Douze jours après notre pèlerinage d’Aïn-Maidi, nous rentrions dans le Tell. Nous retrouvions les rivières, les ombrages, le pays qu’habitent les esprits de la terre. Nos dernières journées de désert furent consacrées à la chasse aux gazelles. C’est un grand plaisir de lancer les chevaux dans des courses éperdues, à la poursuite, de ces êtres aériens qui semblent possédés par des âmes de fée. La chair des gazettes est excellente, et les Arabes prétendent qu’elle fait rêver. Peut-être ont-ils raison ; ces charmantes bêtes ont des yeux pleins de mystères comme les songes. Il est fâcheux qu’elles éveillent dans les cœurs le démon de la chasse, car il y a quelque chose qui s’afflige en nous quand ces tendres regards s’éteignent, quand le sang coule de ces corps gracieux et légers.

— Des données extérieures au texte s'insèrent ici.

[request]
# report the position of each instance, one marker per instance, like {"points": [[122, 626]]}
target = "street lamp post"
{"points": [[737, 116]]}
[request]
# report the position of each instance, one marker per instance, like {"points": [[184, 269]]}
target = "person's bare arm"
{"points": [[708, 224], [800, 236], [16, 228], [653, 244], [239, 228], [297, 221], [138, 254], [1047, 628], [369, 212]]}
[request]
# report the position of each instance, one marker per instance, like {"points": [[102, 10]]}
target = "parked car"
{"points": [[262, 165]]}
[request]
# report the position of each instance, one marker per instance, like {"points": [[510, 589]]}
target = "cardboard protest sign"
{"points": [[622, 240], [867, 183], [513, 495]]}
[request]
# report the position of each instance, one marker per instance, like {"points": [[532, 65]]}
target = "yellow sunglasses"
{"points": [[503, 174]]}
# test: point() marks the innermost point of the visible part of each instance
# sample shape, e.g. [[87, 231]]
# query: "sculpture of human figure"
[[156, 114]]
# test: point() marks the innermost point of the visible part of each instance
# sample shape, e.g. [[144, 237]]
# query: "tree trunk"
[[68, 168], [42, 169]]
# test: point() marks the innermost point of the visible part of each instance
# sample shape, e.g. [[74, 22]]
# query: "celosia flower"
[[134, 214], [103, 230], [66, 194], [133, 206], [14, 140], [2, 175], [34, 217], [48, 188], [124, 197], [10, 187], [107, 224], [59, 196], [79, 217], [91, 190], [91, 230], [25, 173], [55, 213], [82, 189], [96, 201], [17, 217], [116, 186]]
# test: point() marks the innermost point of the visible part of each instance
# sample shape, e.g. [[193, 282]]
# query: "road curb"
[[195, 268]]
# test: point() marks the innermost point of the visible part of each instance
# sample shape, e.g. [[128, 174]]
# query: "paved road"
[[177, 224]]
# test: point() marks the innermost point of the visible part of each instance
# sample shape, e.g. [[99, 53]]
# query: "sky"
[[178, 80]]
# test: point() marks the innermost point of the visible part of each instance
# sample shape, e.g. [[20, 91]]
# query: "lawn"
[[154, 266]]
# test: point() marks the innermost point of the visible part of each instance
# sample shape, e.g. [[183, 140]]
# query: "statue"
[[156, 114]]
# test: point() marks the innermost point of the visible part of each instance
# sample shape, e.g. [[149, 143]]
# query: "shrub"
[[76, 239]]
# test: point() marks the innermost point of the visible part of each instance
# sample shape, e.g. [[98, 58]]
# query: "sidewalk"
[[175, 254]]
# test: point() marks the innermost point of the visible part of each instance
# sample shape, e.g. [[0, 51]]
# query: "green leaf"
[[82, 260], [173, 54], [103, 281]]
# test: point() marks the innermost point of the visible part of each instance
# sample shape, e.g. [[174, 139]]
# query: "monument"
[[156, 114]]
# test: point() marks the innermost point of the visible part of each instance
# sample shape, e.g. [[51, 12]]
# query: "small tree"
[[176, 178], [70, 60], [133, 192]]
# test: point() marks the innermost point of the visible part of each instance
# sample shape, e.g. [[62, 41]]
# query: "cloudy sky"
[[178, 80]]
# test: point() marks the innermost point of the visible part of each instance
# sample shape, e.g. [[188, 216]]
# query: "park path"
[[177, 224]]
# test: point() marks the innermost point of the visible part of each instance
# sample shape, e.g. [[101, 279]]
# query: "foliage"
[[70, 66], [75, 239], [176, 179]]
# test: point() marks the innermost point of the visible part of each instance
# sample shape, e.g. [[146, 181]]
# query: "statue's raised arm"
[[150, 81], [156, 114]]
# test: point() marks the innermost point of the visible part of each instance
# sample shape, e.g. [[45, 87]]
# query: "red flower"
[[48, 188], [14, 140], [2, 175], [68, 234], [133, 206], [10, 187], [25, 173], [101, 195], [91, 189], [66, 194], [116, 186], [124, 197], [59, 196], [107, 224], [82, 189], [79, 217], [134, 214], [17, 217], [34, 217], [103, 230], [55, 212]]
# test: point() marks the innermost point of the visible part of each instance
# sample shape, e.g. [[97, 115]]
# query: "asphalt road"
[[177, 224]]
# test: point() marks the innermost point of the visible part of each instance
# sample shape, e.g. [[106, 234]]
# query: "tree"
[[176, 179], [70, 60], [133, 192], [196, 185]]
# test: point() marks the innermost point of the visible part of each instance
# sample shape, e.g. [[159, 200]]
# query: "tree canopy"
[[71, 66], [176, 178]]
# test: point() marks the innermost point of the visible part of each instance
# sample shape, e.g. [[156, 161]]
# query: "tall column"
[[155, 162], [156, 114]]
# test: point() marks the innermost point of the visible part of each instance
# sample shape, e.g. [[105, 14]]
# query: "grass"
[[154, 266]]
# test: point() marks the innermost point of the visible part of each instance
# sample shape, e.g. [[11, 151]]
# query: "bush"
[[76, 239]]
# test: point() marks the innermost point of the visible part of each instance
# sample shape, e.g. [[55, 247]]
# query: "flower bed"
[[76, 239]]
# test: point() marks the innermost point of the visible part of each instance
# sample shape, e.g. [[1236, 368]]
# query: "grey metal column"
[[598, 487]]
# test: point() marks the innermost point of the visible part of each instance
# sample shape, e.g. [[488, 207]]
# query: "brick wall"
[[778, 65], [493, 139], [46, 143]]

Dans le Tell, plus de gazelles, plus de chameaux, plus d’espaces démesurés et de courses sans frein ; on rentre dans le domaine ordinaire de la vie. Cependant, même après les enchantemens du désert, je vis avec bonheur les attraits de certains paysages. Cette forêt de cèdres qui entoure Teniet-el-Had était parée, au moment où je la traversai, d’un charme incroyable de printemps. Nous étions aux derniers jours de décembre, et un ciel bleu, illuminé d’un sourire clément, se montrait à travers la chevelure des arbres. Je me rappelle l’ombre de mon cheval se projetant sur un sentier couvert d’un voluptueux gazon ; je songeais à ces scènes moscovites de notre campagne à son début, à cette neige meurtrière comme du plomb, à ces nuages lugubres comme des suaires, à ces vents furieux, à cette terre glacée, et je me sentais pénétré de reconnaissance pour celui qui nous avait rendu cette lumière, cette fraîcheur, toutes les douces merveilles de cet Eden.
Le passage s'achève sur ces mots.